Custom Character Generator for character LCDs

You can work them out yourself on graph paper, but I found this little Windows program to be very helpful both for generating the data bytes for custom LCD characters, and for giving you a preview of what the character will look like at its real size:


LCD Character Generator

Jim Remington’s LCD bar graph program is a good example of how to store custom character arrays in AVR program memory (optional, but probably worth it if you’re not generating them on the fly), load them to the LCD, and display them on the screen.

-Adam

P.S. The program is a little odd in that it’s a standalone executable that’s actually an encrypted self-extracting zip file (so your virus scanning program can’t take a look at it until you actually up and run it!).

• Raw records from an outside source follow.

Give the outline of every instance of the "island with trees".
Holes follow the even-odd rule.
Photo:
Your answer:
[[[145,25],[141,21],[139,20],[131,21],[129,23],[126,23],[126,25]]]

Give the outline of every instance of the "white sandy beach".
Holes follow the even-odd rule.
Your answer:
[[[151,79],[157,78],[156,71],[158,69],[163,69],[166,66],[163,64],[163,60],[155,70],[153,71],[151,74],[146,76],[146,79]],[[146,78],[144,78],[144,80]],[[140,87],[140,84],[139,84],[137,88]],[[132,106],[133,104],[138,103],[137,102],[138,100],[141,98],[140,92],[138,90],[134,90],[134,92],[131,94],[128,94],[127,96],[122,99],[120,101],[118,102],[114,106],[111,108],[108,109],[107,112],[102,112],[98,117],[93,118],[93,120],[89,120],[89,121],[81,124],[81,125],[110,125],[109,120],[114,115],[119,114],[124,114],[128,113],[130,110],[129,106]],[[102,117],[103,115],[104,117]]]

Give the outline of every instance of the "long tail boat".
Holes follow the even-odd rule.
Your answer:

I don’t think this was done maliciously, and my up-to-date McAfee doesn’t take issue with the program files that get temporarily unpacked to “C:\Documents and Settings\Username\Local Settings\Temp\ir_ext_temp_n”, or the running application itself.

Cool program! My favorite way is to write the bytes in binary, like this:

#include <avr/pgmspace.h>
const char happy[] PROGMEM = {  
  0b00000,
  0b01010,
  0b01010,
  0b01010,
  0b00000,
  0b10001,
  0b01110,
  0b00000
};

If you squint, you can kind of see the smiley face in the 0’s and 1’s.